Countries like Haiti have already benefited hugely from mobile phones. Mobile-phone access will soon be almost universal. The next task is to do the same for the Internet.
The reason why mobile phones are so valuable to people in the emerging world is that they are providing access to telecommunications for the very first time, rather than just being portable adjuncts to existing fixed-line phones, as in the rich world. For an American or a Canadian it was incremental. In Haiti it’s revolutionary. According to a recent study, adding an extra ten mobile phones per 100 people in a typical developing country boosts growth in GDP per person by 0.8 percentage points.

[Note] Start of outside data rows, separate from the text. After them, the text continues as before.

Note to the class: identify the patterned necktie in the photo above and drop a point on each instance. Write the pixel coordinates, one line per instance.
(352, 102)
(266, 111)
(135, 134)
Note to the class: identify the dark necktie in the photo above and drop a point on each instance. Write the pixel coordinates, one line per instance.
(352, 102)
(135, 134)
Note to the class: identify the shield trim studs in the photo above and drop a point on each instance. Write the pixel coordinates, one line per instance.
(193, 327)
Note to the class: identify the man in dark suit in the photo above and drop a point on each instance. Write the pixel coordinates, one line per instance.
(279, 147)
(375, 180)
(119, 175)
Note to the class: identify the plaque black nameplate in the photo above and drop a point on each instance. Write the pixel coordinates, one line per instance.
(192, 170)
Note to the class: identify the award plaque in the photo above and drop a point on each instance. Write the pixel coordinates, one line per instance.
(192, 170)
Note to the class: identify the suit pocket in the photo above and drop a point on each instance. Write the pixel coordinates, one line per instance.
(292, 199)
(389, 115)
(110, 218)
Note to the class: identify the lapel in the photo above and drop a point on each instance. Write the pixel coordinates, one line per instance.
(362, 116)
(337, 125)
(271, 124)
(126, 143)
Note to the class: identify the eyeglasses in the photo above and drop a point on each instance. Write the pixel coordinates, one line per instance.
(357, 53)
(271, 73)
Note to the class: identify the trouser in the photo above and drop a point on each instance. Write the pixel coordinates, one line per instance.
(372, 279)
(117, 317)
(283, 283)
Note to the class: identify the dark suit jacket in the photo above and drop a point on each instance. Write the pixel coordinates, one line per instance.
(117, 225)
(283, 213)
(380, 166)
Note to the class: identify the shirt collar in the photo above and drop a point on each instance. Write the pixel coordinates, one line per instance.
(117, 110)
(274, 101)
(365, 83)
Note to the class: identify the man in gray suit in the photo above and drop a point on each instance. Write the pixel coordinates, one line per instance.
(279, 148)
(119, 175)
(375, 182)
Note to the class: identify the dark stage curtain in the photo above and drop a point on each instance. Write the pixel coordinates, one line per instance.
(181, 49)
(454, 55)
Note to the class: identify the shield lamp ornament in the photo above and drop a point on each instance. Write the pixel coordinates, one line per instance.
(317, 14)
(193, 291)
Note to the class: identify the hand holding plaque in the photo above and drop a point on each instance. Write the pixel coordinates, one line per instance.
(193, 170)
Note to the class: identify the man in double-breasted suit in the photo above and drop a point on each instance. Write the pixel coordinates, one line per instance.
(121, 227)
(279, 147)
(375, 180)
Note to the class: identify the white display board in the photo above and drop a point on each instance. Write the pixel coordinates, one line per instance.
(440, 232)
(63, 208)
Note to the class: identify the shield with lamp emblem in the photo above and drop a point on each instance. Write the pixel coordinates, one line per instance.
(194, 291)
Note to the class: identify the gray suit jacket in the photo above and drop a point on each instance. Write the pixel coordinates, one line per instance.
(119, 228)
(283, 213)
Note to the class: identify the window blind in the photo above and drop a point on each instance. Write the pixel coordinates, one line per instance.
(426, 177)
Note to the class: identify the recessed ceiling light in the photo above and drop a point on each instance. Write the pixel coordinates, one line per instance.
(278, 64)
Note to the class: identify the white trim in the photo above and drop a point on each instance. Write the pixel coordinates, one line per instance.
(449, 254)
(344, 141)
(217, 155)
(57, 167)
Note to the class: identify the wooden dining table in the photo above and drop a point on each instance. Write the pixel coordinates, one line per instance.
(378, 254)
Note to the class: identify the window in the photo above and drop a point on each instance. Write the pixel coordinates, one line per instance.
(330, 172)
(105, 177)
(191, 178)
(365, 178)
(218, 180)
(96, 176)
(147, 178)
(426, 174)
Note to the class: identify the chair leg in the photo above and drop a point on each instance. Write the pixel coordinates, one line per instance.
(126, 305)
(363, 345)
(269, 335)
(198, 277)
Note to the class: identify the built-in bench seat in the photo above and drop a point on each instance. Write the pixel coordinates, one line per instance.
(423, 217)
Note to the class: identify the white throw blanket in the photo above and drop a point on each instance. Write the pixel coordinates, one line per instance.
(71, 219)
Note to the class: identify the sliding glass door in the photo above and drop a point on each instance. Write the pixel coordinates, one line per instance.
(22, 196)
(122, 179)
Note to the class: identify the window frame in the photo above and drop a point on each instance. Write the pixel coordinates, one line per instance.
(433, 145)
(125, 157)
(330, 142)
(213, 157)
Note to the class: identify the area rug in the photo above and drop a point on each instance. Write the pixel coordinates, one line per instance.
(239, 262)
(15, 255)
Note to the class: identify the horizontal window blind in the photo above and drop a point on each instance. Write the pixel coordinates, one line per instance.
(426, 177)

In 2000 the developing countries accounted for around one-quarter of the world’s 700 million or so mobile phones. By the beginning of 2009 their share had grown to three-quarters of a total of about 3.6 billion mobile phone users.
At current rates of growth it seems likely that within five years, and certainly within ten, everyone in the world who wants a mobile phone will probably have one. High-speed networks will be widespread in about every countries.
The next task is to ensure that everyone who wants to can use mobile technology to access the Internet. This will be done using low-cost laptops, or netbooks, connecting to the Internet via mobile networks. There could be 1.4 billion mobile-broadband subscribers by 2014.
Internet will be the highway of the masses!
Internet will be the highway of the masses!